Она не договорила и стала прислушиваться к шуму, поднявшемуся в зале.
— Андрей Романович! — сказал Дымов, подбегая к двери, чтобы скорее узнать причину суеты, и выходя в гостиную.
Сестра последовала за ним, а навстречу им уже бежал маленькими шажками коротенький человечек, со смешным, невзрачным лицом, в великолепном придворном одеянии и огромном напудренном парике.
— Скандал и конфуз! Скандал и конфуз! Полное фиаско! Непоправимый дезастр!.. [3] Что вы наделали! Что вы надедали! В какое положение вы меня поставили! Я готов был сквозь землю провалиться! Понимаете ли вы? Ведь я теперь глаз не могу князю показать, он мне этого никогда не простит, никогда! Я его знаю! — пищал он тонким, крикливым голоском, приправляя свою речь энергичной жестикуляцией.
— Мы не виноваты, это — маменька: она прислала за Людмилой карету раньше, чем приехала та, что была послана из Таврического, — пыталась оправдаться Елизавета Алексеевна.
— Роковая мезавантюра! [4] — поднимая руки к небу, воскликнул ее супруг. — Сами боги против нас!
— Князь очень недоволен неудачей? — сдержанно спросил его Лев Алексеевич. — Что он сказал?
Панов опешил от хладнокровного тона, которым был предложен ему вопрос, и, прежде чем ответить на него, откинулся назад, выставив вперед ногу, обутую в розовый шелковый чулок и в открытый башмак.
— Он не разгневался, хуже того — он расхохотался, назвал меня дураком и поехал, невзирая на поздний час, в Эрмитаж, — наконец произнес он, выпячивая нижнюю губу.

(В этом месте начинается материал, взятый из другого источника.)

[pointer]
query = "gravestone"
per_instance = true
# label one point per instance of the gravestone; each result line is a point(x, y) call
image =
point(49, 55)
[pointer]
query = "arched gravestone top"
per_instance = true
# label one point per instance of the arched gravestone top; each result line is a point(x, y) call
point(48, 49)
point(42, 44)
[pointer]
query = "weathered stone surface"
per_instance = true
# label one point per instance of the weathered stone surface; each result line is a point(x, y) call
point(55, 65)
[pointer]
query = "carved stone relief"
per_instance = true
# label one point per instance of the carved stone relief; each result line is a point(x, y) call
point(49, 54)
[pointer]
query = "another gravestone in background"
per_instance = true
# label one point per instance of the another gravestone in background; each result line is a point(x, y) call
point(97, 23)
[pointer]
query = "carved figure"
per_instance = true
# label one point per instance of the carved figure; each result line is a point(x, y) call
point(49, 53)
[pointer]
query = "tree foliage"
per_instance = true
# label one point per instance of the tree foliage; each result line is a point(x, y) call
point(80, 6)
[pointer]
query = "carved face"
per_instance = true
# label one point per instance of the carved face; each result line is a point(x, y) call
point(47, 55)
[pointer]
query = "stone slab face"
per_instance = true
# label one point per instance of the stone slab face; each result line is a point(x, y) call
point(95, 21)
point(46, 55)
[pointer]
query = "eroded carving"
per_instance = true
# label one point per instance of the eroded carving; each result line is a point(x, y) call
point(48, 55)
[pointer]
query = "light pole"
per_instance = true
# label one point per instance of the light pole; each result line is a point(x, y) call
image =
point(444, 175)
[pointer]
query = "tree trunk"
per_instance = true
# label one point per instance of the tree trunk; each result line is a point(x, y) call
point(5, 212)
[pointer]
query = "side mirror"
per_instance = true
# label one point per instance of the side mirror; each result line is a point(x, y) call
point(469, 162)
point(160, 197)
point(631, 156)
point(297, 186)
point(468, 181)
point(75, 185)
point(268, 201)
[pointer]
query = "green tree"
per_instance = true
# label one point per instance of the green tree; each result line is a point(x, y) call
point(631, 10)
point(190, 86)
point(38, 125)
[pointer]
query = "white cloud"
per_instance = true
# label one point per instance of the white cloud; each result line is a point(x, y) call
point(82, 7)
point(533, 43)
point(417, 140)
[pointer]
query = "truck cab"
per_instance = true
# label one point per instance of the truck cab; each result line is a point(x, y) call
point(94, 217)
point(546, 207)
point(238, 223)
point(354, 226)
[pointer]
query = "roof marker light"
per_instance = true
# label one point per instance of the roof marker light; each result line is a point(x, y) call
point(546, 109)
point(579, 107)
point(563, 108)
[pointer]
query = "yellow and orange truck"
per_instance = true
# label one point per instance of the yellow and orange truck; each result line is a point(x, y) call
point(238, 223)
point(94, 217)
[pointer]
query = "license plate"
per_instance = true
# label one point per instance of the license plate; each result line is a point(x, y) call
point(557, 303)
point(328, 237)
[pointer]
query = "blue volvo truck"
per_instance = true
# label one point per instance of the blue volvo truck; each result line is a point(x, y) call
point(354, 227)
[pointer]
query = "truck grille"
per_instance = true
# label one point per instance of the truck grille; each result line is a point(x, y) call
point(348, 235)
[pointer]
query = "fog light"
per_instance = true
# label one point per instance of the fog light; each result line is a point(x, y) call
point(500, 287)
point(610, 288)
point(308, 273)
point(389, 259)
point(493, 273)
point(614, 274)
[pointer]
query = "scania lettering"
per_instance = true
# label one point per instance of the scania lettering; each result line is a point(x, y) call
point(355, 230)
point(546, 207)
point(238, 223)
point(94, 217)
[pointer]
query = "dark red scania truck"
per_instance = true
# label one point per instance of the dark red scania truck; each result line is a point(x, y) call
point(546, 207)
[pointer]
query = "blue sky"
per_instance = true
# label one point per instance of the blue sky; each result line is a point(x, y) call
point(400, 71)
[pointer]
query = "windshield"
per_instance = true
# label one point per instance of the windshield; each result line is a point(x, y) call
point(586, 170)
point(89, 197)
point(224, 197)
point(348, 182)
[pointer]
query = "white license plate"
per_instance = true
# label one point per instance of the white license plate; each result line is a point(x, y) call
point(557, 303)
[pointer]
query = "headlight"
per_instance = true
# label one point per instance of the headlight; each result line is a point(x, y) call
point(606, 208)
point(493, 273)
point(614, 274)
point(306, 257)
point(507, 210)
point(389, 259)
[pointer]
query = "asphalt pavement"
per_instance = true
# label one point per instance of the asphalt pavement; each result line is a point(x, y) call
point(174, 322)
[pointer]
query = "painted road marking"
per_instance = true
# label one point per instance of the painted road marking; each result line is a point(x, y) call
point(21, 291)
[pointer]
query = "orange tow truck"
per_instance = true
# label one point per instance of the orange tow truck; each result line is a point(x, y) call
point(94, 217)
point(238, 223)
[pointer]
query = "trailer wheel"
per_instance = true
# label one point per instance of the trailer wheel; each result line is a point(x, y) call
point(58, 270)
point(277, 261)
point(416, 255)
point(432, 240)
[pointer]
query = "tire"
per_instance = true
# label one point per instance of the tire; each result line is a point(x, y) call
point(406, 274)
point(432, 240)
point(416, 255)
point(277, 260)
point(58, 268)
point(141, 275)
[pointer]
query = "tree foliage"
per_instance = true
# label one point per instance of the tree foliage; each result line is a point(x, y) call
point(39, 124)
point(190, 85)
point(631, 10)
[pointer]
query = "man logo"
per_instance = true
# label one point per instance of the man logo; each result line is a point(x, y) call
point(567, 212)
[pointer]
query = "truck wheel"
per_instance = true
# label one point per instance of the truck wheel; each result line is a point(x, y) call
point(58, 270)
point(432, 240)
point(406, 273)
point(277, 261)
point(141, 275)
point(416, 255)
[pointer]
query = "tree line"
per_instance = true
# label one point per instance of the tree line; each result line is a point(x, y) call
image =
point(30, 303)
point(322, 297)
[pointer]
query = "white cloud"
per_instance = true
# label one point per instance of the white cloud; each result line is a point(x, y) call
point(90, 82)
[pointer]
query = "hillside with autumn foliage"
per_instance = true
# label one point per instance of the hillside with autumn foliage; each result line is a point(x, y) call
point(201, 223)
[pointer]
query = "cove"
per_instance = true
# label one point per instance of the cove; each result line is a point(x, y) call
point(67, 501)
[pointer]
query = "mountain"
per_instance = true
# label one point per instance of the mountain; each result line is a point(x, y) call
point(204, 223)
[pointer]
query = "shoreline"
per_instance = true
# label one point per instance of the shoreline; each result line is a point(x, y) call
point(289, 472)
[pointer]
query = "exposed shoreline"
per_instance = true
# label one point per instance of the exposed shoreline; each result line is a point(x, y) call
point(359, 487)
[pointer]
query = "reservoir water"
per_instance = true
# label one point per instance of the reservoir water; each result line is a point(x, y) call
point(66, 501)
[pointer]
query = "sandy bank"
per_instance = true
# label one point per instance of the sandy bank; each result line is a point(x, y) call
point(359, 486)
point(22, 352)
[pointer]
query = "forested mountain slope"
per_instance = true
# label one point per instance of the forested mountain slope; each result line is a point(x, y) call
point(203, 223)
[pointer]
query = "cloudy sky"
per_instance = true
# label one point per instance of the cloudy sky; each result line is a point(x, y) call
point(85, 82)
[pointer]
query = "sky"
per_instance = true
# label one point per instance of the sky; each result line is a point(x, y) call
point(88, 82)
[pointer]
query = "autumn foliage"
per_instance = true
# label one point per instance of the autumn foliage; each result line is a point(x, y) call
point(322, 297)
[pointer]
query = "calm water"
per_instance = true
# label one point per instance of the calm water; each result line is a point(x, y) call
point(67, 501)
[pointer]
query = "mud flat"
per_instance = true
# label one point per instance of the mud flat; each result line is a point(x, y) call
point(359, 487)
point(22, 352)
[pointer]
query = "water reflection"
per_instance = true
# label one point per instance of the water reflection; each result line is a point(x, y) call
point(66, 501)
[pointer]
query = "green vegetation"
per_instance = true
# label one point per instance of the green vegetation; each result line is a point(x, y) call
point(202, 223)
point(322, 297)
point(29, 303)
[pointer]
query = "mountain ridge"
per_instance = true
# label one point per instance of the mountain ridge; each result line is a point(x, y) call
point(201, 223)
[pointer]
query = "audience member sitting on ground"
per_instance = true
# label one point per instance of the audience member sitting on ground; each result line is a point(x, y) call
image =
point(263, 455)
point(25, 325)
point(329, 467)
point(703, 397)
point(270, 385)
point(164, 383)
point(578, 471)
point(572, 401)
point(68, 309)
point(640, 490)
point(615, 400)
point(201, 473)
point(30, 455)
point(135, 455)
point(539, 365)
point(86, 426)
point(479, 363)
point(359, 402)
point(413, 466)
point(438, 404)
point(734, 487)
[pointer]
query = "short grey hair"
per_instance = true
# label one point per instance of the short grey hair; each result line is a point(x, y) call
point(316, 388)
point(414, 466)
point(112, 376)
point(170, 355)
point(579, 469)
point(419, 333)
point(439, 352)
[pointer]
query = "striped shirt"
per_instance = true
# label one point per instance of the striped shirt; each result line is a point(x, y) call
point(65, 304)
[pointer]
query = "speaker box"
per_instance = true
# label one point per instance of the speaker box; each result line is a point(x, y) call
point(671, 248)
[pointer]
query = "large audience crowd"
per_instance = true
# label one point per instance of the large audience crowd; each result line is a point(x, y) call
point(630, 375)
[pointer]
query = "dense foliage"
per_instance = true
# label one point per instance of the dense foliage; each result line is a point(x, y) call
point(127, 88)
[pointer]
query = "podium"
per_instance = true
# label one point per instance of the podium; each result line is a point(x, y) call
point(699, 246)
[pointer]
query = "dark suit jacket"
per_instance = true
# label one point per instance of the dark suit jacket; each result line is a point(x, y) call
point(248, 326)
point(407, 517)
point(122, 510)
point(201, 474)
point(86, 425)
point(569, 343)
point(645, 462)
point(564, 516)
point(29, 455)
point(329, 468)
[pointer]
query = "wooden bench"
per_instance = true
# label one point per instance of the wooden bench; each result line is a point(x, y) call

Затем, вынув из камзола золотую табакерку, он раскрыл ее и засунул в нос щепотку табака, после чего прибавил, глядя в упор на брата жены:
— Вы понимаете, братец, как это прискорбно?
— Ничего не понимаю! Что это значит? — воскликнула Елизавета Алексеевна.
— Это значит, что надо как можно скорее повидать Плавутина и заставить его сделать предложение Людмиле, пока в городе еще ничего не известно, — сказал ее брат.
— Если только ее привезли домой, — подхватила Панова.
— Да, черти и дьяволы, если только не поздно! — крикнул Дымов, ударив по столу с такой силой, что стоявший на нем сервиз задребезжал.
— Что это значит? — спросил Панов, обращаясь к жене.
Но в дверях появился лакей с докладом, что посланный в дом старых господ вернулся, и Лев Алексеевич, приказав знаком сестре молчать, так порывисто надвинулся на слугу, что заставил его отступить.
— Барышня дома, — поспешил сообщить ему последний.